Sbarco sulla Luna, influenza delle missioni su industria auto

General Motors fra 1967 e 1969 crea 3 generazioni Astro concept

Redazione ANSA ROMA

C'è una lunga storia di 'vicinanza' tra il mondo automotive degli Stati Uniti e quello della NASA, l'ente incaricato dell'esplorazione spaziale, oggi nuovamente alla ribalta delle cronache per il 50mo anniversario della missione Apollo 11, quella che portò per la prima volta l'uomo sul suolo lunare. In particolare dal 1958, anno di istituzione della NASA, l'opinione pubblica americana (e non solo) mostrò grande interesse all'apertura del mondo industriale e della tecnologia verso il futuro, dando di fatto vita anche ad un cambiamento nel design delle autovetture.

 

Nel 1967, arrivati ormai ad una fase 'matura' dell'esplorazione spaziale con le missioni Suveyor, Mariner e Pioneer, General Motors approfitto del New York Auto Show di quell'anno per svelare il concept Chevrolet Astro I Experimental, con cui (afferma la stessa GM) si intendeva esplorare il potenziale estetico delle caratteristiche aerodinamiche di un'automobile. La pregevole Astro I era realizzata sulla piattaforma della Corvair, con il caratteristico schema del motore raffreddato ad aria, collocato posteriormente e con trazione sul retrotreno. L'anno successivo, da una collaborazione tra GM Design e GM Research venne presentata l'evoluzione Astro II, che - sembra quasi impossibile - anticipava il concetto di una Chevrolet Corvette a motore centrale, modello che verrà presentato solo tra pochi giorni più di mezzo secolo dopo. La Astro II utilizzava un telaio tubolare con un motore V8 Mark IV sistemato al centro e aveva trazione posteriore e cambio Tempest Transaxle con convertitore di coppia a due soli rapporti. Interessante la soluzione della parte posteriore della carrozzeria completamente sollevabile, già vista peraltro nella Ford GT40 del 1964 e nella Lamborghini Miura del 1966.

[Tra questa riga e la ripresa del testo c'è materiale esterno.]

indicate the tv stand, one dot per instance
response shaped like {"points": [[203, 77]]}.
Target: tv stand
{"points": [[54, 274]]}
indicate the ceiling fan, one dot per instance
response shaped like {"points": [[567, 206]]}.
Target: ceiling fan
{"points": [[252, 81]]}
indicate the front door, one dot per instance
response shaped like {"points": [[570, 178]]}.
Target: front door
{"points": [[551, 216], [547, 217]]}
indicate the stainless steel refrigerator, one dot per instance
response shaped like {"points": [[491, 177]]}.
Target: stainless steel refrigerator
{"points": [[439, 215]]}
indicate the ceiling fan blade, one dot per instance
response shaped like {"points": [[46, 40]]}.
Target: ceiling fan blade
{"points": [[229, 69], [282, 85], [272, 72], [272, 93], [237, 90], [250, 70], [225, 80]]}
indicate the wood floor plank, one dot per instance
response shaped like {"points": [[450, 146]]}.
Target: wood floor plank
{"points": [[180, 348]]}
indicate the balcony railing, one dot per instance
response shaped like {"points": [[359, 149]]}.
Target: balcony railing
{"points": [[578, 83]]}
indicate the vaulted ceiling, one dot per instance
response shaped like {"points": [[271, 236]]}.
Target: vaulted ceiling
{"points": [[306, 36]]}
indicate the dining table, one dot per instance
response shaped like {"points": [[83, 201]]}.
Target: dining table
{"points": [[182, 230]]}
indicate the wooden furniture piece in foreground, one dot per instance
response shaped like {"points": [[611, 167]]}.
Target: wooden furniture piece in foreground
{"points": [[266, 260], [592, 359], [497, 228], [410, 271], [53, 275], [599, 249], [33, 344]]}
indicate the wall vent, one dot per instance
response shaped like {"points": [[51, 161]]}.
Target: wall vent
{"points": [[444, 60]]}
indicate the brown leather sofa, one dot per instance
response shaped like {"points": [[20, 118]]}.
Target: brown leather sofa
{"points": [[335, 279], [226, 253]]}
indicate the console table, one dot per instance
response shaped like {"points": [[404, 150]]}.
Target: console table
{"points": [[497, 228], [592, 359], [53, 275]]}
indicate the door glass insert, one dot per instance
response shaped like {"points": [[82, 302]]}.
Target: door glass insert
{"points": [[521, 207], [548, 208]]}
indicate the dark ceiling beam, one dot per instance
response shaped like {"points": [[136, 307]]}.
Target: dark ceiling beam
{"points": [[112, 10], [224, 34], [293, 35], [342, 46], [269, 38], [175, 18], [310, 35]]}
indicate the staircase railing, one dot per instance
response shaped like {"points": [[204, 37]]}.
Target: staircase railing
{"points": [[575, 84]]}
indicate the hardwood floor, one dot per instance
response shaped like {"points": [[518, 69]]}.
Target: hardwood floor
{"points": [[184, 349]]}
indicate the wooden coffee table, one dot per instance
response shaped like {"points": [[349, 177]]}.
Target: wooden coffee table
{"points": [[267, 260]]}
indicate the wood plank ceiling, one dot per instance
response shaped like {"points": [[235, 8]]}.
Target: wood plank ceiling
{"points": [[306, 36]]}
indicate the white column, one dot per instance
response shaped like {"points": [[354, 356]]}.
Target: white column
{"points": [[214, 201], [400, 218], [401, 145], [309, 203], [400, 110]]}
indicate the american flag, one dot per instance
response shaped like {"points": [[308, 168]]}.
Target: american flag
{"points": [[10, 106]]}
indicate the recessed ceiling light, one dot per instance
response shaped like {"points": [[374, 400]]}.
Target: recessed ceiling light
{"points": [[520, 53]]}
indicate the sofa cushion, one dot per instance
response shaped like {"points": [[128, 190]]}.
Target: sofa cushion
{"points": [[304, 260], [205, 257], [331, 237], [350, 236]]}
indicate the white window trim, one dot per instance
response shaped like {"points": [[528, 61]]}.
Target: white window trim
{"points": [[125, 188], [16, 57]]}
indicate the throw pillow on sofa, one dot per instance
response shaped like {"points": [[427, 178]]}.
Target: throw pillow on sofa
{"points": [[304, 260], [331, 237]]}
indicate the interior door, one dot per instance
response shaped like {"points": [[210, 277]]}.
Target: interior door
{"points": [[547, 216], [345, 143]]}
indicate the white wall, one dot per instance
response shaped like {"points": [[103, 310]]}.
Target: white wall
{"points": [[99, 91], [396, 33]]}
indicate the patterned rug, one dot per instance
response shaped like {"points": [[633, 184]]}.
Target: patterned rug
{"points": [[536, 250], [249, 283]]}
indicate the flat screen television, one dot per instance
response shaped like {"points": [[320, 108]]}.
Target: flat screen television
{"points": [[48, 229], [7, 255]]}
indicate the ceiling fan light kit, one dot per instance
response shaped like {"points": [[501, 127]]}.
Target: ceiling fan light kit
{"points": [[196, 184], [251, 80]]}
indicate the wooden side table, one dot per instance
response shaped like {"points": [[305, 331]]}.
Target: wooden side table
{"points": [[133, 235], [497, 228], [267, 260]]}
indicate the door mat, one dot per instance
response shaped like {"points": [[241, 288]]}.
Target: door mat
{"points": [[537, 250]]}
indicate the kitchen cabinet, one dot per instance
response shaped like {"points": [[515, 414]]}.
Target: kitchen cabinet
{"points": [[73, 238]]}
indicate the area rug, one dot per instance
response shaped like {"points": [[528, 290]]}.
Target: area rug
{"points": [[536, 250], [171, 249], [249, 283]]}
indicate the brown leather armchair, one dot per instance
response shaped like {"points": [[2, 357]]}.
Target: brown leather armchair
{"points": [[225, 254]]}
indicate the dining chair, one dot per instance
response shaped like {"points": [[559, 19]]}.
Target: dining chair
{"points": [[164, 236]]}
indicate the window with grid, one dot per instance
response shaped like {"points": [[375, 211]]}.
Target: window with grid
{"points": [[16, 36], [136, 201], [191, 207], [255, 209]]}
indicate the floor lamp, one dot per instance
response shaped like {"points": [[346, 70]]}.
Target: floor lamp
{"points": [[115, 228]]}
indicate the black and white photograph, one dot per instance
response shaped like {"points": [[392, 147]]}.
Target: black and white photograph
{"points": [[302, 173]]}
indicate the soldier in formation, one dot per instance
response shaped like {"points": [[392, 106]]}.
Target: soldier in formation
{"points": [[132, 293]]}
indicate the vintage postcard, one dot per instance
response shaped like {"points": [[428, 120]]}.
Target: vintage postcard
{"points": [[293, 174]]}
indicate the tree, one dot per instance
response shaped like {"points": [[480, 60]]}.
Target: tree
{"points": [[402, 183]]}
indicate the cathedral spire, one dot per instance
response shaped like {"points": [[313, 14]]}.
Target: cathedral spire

Nel marzo del 1969, l'anno dello sbarco sulla Luna, General Motors decide di andare oltre - in senso stilistico - e di sposare concettualmente il mondo delle auto con quello dei grandi missili per le imprese spaziali. Astro III abbandona infatti la 'forma' consueta di una vettura sportiva e diventa un veicolo jet su ruote, con quelle anteriori molto vicine, tanto da far sembrare questo modello sperimentale una sorta di triciclo. Presentata come ''auto sportiva del futuro, per circolare sulle autostrade del 2000'' Astro III evidenziava oltre allo stile davvero originale molte particolarità, volute dall'allora capo del brand Chevrolet John Zachary DeLorean, lo stesso che nel 1983 fondò l'omonima Casa di vetture sportive, rese celebri dal film Ritorno al Futuro. Tra queste la propulsione con un motore a turbina da 317 Cv, il sistema di guida con joystick come negli aerei e la visione posteriore con telecamera. Ed era soltanto il 1969.